To compute daily summaries, you have to select an aggregation function that will take 24 individual hourly values and spit out a single number. The usual suspects include min()
, max()
, mean()
, median()
and sum()
.
The appropriate aggregation function will depend on the variable you’re aggregating, and what you plan to do with it. For example, hourly precipitation represents the accumulation for just that hour. For most use cases involving crop management, you’d want to sum those up to get the total daily accumulation. On the other hand, you were evaluating stormwater runoff, you might be more interested in the maximum hourly precipitation. Likewise with Eto, you probably want the sum (because cumulative Eto predicts water requirements). Temperature driven crop and pest development models are more likely to require that maximum and minimum daily air temperature.
In other words, you have do your homework. There is no one-size-fits-all aggregation function or method when it comes to resampling weather data.
ci152_daily_tbl <- ci152_data_tbl |>
group_by(date) |>
summarise(tmin = min(air_temp_syn),
tmax = max(air_temp_syn),
pr = sum(precip_syn),
.groups = "drop")
ci152_daily_tbl
In addition to hourly data, CIMIS publishes daily summaries via both their API and SFTP server. However you may be surprised to discover that your daily minimums and maximums don’t exactly match the daily summaries from CIMIS. What gives?

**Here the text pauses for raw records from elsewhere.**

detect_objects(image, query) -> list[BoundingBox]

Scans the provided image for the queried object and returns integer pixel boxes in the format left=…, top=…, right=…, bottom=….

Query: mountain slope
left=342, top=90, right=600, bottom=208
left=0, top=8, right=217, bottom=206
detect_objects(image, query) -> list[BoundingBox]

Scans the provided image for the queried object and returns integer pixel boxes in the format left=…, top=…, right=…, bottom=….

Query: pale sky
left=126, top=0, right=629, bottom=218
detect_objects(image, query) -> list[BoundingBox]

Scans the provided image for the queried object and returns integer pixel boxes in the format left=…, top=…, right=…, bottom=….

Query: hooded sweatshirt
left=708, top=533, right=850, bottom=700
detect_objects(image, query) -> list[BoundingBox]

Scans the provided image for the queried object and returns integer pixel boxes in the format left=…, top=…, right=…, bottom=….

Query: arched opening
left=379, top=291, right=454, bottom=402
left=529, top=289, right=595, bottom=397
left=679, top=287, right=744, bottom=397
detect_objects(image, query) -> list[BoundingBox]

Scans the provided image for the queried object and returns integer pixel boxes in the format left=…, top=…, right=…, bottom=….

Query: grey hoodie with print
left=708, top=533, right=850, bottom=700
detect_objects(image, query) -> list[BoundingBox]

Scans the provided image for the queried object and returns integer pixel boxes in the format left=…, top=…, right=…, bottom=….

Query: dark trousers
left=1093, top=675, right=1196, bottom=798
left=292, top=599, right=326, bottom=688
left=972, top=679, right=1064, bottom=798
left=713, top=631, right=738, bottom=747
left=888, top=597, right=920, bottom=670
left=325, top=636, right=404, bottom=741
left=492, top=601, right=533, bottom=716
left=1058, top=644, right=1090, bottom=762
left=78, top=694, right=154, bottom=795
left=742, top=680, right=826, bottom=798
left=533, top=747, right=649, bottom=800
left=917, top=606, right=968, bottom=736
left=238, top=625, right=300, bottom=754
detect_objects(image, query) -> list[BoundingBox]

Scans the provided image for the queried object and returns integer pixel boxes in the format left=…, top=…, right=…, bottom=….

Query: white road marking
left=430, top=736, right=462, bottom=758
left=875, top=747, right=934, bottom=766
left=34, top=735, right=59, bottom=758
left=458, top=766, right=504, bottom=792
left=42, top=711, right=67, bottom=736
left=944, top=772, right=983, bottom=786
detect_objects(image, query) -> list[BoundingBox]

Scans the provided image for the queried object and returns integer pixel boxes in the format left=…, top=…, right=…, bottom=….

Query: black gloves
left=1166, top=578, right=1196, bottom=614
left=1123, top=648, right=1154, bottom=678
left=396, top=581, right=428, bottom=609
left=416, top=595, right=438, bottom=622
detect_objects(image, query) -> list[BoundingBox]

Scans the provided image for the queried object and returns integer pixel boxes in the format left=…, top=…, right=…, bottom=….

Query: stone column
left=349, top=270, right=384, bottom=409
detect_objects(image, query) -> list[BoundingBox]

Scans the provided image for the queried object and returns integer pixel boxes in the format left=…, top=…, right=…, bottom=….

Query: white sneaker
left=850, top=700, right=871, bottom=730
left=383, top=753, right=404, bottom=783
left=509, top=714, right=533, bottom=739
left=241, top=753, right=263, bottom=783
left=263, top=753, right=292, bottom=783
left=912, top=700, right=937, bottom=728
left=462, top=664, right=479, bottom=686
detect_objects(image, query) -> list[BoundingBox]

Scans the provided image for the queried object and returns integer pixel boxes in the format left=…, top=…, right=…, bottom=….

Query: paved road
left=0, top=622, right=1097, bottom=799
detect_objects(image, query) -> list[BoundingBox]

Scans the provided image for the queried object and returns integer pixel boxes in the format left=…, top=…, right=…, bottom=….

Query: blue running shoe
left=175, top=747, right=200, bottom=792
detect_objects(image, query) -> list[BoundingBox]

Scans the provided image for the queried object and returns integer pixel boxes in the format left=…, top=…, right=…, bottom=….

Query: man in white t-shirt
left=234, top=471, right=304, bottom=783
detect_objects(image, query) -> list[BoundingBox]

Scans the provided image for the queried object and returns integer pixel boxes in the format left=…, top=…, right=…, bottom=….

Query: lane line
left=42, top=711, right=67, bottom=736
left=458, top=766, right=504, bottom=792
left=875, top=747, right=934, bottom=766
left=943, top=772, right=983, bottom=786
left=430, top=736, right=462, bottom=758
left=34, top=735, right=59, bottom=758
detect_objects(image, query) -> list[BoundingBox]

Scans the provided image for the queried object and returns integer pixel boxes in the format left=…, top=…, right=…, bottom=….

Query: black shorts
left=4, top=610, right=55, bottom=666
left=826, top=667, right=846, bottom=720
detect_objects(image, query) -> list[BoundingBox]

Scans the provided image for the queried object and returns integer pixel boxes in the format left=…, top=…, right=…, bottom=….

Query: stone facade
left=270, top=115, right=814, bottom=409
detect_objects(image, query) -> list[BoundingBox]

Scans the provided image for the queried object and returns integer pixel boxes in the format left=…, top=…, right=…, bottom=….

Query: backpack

The answer appears to lie in how CIMIS computes daily summaries. The short version is that CIMIS seems to define a “day” as starting from 1:00 am and continuing thru mid-night of the following day. In other words, CIMIS takes 12:00 am to be the final, rather than the first, measurement of the day. This is based on a ‘reverse engineering’ exercise, rather than an authoritative response from a data engineer in the CIMIS network, so if you have additional info please leave a comment!
Conclusion
CIMIS is an important network of agricultural weather stations in CA, supported by CA DWR. The public API however is currently over-subscribed and unstable, making programmatic access to the API more of a challenge. Fortunately, Synoptic republishes CIMIS data, along with hundreds of other weather stations networks, and has a modern API. Using functions from httr2
and tidyverse packages, you can download CIMIS data directly into R in near realtime.